当日も議題が3つあって、当初30分の予定で税制を議論するということであったんですけれども、実はもう部屋に呼び込まれてから10分間あったかなかったぐらいの短い時間しか残っておりませんでした。
したがって、余り報告はありませんが、1つだけ御報告しておいた方がいいと思いますのは、経済産業大臣から、今度の税制改革においては、租税原則というのを見直してもらいたい。はっきり言えば、中立と書いてあるところを成長と書いてほしいというお話が出ました。
そこで私は、一応、考えは非常によくわかっています。そして、成長が大事だということは、諮問にも書かれているとおりです。それはいいんですけれども、税制調査会は、加藤寛先生が平成12年の会長時代に書いた「わが国税制の現状と課題」以来、この点は、今日の吉村先生のペーパーでも最初に引用されていますが、そこでもう公平・中立・簡素という3つの原則を言っておりますし、一番新しいところでは「平成19年度の税制改正に関する答申-経済活性化を目指して-」というので、平成18年12月にこの税調でこの3つの原則を毎年繰り返して再確認しているということであります。
したがって、今、急にそういうことを言われても、現在いる税制調査会の37人の委員の方は、過去の3つの原則に賛成してきているので、原則というのをそうあっさり捨ててしまうというのもいかがなものかという感じがする。
そうではなくて、今、我々が取り組んでいる税制改革においては何を目指すかということであるなら、成長ということは非常に大事なことだと自分は思っている。
吉村先生のプレゼンもその1つだと思うんですけれども、租税原則についての議論も行っているので、今すぐ変えるということにはちょっとコミットできないと御返事をいたした経緯がございます。
これは今、申したようなことでよろしければ、今後とも吉村先生や中里先生の方でいろいろ御検討いただいて、それを全体で踏まえていって、我々が答申をつくるときにもう一度改めて議論するということですが、私は中立というと、政策意欲が余りはっきり出てこないというのがどうしてもマイナス点になるんですが、逆に余りよけいなことをしないという自戒の意味では非常に大事な部分でもありますので、原則は原則で置いていくというのも1つの選択。その中で、今回の税制改革はこういうことを目指したという、現に、19年度の税制改正に対する答申も、副題に「経済活性化を目指して」というふうに大きく定めているわけですから、そういう処理を繰り返すということもあり得る。
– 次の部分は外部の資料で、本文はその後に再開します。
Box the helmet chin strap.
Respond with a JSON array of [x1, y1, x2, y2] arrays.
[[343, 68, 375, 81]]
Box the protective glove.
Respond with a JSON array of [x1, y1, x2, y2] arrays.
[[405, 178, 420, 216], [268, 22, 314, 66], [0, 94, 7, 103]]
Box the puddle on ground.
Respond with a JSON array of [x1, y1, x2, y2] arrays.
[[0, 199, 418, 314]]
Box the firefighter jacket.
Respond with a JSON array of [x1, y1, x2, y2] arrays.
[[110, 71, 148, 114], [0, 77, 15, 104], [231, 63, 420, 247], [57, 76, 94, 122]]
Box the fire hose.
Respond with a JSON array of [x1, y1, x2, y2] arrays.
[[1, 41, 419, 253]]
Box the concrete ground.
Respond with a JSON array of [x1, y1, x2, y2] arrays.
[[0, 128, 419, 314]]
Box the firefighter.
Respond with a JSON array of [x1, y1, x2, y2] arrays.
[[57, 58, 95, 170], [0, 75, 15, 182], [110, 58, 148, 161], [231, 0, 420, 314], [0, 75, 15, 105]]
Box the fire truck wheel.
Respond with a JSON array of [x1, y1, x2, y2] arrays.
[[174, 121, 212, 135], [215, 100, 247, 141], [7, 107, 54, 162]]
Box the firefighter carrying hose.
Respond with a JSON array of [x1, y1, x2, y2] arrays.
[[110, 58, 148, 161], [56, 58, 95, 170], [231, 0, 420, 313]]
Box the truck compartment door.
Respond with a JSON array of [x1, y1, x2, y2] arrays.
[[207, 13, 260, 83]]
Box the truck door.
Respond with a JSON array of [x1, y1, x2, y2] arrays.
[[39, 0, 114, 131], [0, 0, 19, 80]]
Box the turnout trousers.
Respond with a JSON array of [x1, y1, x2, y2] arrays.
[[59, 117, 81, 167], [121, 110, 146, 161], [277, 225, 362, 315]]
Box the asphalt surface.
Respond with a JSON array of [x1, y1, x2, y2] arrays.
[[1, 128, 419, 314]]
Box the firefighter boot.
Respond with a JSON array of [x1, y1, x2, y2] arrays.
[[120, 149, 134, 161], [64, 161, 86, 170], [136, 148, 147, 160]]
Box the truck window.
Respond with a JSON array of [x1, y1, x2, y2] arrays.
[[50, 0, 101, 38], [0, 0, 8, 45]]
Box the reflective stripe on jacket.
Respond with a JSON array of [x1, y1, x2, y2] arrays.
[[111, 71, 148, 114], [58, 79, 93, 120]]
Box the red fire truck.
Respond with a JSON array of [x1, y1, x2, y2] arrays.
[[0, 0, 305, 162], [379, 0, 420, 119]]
その辺はもう少し御議論を見た上で決めたいと考えて、以上のように処理いたしましたということを一言御報告しておきたいということでございますので、できれば御了解いただきたいと思います。
どうぞ。
〇松田委員
税調の運営について、1つ申し上げたいと思います。
今、地方の自治体ごとの税収をめぐっていろいろ議論が起こっていまして、いろんな政治サイドとか、あるいは総務省とか財務省の中でも議論が行われている。
それで、一応、我々は税の専門家と称して集まっていて、全くそれに加わらずにやり過ごしているというのは、私は個人的にはじくじたる思いがしています。ほかの皆さんが何も感じていないんなら結構ですけれども、もし私と同じような気分がおありになるんでしたら、やはりそういう問題も、こういう割と早い段階で取り上げるべきではないかと思うんですが、会長のお考えを伺いたいと思います。
〇香西会長
地方分権の推進ということは、先ほどの私のメモにも、一応大きな課題として掲げております。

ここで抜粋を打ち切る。